Re: [webcomponents] More backward-compatible templates from Maciej Stachowiak on 2012-11-01 (public-webapps@w3.org from October to December 2012)

From: Maciej Stachowiak <mjs@apple.com>
Date: Thu, 01 Nov 2012 09:29:59 +0100
To: Adam Barth <w3c@adambarth.com>
Cc: Anne van Kesteren <annevk@annevk.nl>, "public-webapps@w3.org WG" <public-webapps@w3.org>
Message-id: <29092FE0-E81B-4565-A7BE-E46D315846F9@apple.com>
On Oct 31, 2012, at 7:45 PM, Adam Barth <w3c@adambarth.com> wrote:

> On Wed, Oct 31, 2012 at 11:27 AM, Anne van Kesteren <annevk@annevk.nl> wrote:
>> On Wed, Oct 31, 2012 at 7:23 PM, Adam Barth <w3c@adambarth.com> wrote:
>>> Then maybe I don't understand how parsing will work.  How does the
>>> parser know when the "Folder i" template stops?  It can't just scan
>>> ahead for <\/scirpt> if we're using <\/script> to terminate the "Email
>>> i" template.  Similarly, it can't just match <script> and <\/script>
>>> tags because then nested templates will parse differently than
>>> top-level templates...
>> 
>> You'd need to special case nested templates. But you need to do that
>> anyway as you're inside a <script> element that normally only emits
>> character data.
> 
> I don't really understand what sort of parsing rules you're imagining.
> If you explain them concretely, I can try to provide problematic
> examples.
> 
> Trying to hijack <script> for this purpose works well if you don't
> need to nest templates.  Once you have nested templates, you either
> end up in an escaping nightmare or you need to start hacking up how
> HTML parsing works inside of <script type=template>.  If you go that
> route, you're in bad shape because these hacks need to work
> consistently with how <script> parses in a normal HTML parser.  As you
> can tell by looking at the number of states that <script> requires in
> the HTML tokenizer, that's not a simple thing.

Hi Adam,

This was a proposal based on a few minutes discussion, so it does not yet exist in fleshed out form. But here's an attempt to flesh it out just a little to attempt to demonstrate some key properties.

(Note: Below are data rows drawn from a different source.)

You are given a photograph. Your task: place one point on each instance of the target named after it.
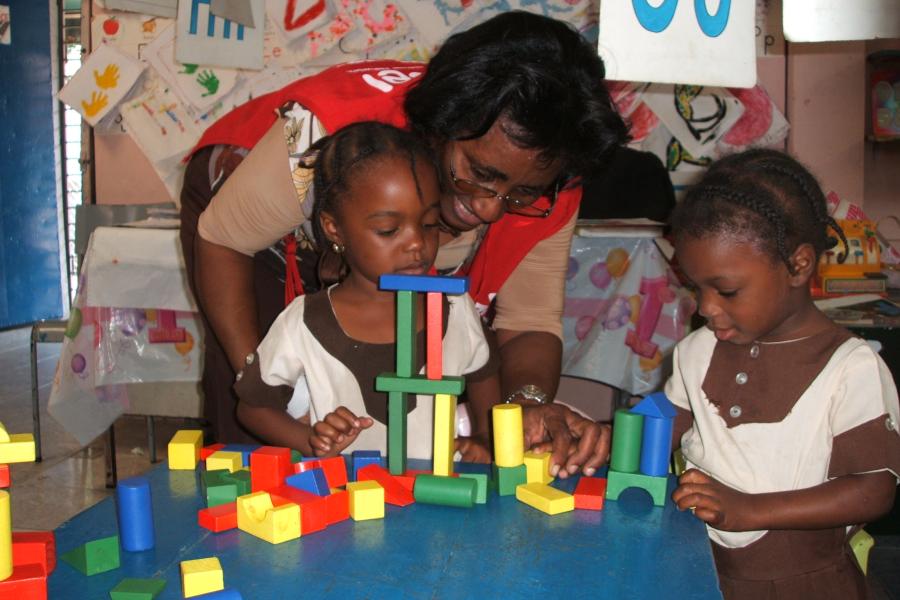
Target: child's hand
(337, 431)
(713, 502)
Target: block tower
(642, 441)
(406, 381)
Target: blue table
(503, 549)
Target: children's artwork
(102, 82)
(697, 116)
(207, 40)
(679, 41)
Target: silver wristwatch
(529, 392)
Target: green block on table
(505, 479)
(137, 589)
(617, 482)
(419, 384)
(96, 556)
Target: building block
(258, 516)
(184, 449)
(312, 481)
(96, 556)
(366, 500)
(434, 335)
(419, 384)
(201, 576)
(135, 514)
(509, 438)
(34, 547)
(217, 519)
(545, 498)
(617, 482)
(137, 589)
(590, 493)
(424, 283)
(269, 465)
(394, 492)
(537, 466)
(230, 461)
(361, 458)
(507, 478)
(444, 433)
(19, 448)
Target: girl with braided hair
(787, 421)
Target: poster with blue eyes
(695, 42)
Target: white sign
(699, 42)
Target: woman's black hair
(764, 196)
(540, 75)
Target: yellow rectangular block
(545, 498)
(366, 500)
(537, 466)
(184, 449)
(19, 448)
(275, 524)
(201, 576)
(232, 461)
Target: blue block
(312, 481)
(424, 283)
(135, 513)
(361, 458)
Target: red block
(218, 518)
(590, 492)
(35, 547)
(269, 466)
(394, 492)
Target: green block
(397, 410)
(419, 384)
(480, 486)
(617, 482)
(97, 556)
(137, 589)
(507, 478)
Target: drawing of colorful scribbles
(102, 83)
(202, 38)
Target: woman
(516, 109)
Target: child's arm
(847, 500)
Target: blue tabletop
(504, 548)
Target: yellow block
(509, 441)
(538, 467)
(5, 536)
(444, 433)
(224, 460)
(184, 449)
(275, 524)
(545, 498)
(366, 500)
(19, 448)
(201, 576)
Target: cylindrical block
(509, 440)
(5, 536)
(446, 491)
(135, 514)
(656, 444)
(626, 452)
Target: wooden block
(257, 515)
(184, 449)
(201, 576)
(589, 493)
(545, 498)
(366, 500)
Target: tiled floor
(70, 479)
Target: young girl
(376, 211)
(789, 421)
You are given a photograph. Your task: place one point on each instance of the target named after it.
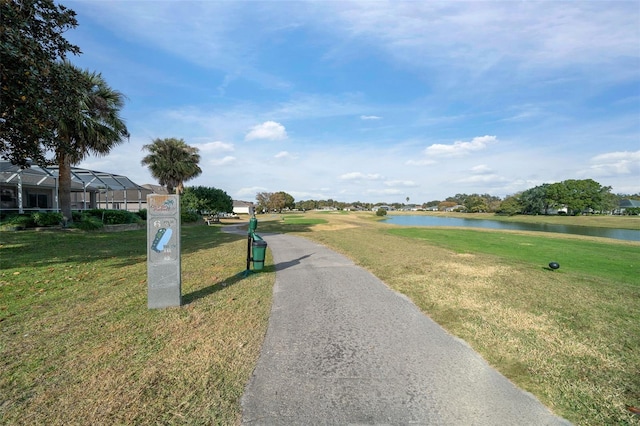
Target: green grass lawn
(79, 346)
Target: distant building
(36, 189)
(243, 207)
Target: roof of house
(90, 179)
(629, 203)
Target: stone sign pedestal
(164, 279)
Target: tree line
(54, 113)
(569, 197)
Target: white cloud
(285, 155)
(460, 148)
(360, 176)
(249, 192)
(222, 161)
(270, 130)
(614, 164)
(422, 162)
(389, 191)
(483, 179)
(215, 147)
(404, 183)
(481, 169)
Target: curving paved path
(342, 348)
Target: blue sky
(374, 101)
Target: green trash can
(259, 251)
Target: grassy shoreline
(73, 316)
(571, 337)
(596, 221)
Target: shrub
(89, 223)
(113, 217)
(189, 216)
(47, 218)
(22, 221)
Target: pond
(422, 220)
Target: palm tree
(172, 162)
(92, 125)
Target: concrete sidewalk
(342, 348)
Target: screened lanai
(36, 189)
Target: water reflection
(420, 220)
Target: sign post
(163, 251)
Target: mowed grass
(571, 336)
(79, 346)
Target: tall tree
(172, 162)
(90, 125)
(32, 87)
(206, 200)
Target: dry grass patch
(569, 337)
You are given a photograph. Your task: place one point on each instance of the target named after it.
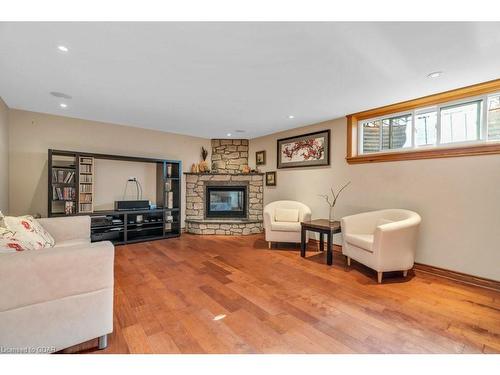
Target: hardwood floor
(168, 292)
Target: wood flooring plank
(168, 292)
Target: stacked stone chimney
(229, 155)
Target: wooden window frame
(425, 153)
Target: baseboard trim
(460, 277)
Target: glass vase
(331, 218)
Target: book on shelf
(84, 168)
(170, 199)
(66, 193)
(86, 198)
(86, 178)
(85, 207)
(69, 208)
(63, 177)
(86, 188)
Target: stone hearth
(196, 221)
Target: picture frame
(260, 157)
(306, 150)
(271, 178)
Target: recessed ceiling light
(58, 94)
(434, 74)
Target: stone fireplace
(227, 201)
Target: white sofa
(54, 298)
(383, 240)
(286, 226)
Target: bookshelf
(62, 185)
(86, 184)
(76, 171)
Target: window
(445, 124)
(494, 117)
(461, 122)
(387, 133)
(425, 127)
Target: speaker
(131, 205)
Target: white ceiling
(209, 79)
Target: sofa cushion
(72, 243)
(364, 241)
(27, 230)
(285, 226)
(10, 244)
(286, 214)
(383, 221)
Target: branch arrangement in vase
(332, 200)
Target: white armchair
(383, 240)
(282, 221)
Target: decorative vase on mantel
(331, 217)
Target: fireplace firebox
(226, 202)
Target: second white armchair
(282, 221)
(383, 240)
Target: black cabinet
(120, 227)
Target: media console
(71, 191)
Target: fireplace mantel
(196, 220)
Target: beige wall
(4, 157)
(32, 134)
(111, 177)
(458, 198)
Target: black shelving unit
(122, 227)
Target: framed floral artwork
(271, 178)
(308, 150)
(260, 158)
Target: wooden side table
(322, 226)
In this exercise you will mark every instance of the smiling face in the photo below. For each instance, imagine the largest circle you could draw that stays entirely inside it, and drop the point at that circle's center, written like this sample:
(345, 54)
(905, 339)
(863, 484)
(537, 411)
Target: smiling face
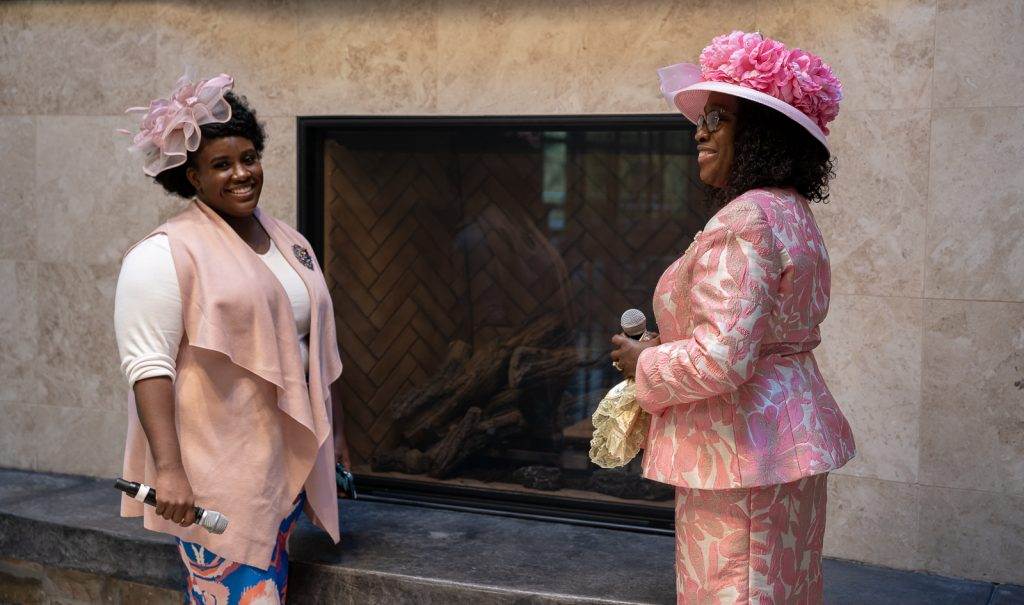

First, I think I should clarify the "escaping" of script close tags. This should be thought of not as as a special escape character, but just an alternate way to spell "</script>" that non-template-aware browsers will not interpret as closing the script tag. To avoid confusion due to the escapey feeling of the backslash, let's call it "</+script>" for purposes of this post, but really it could be anything as long as it doesn't contain "</script>" as a literal substring, and does not match any real close or open tag.

Given this assumption, here is a whack at some rules:

(1) The normal HTML parser is completely unchanged.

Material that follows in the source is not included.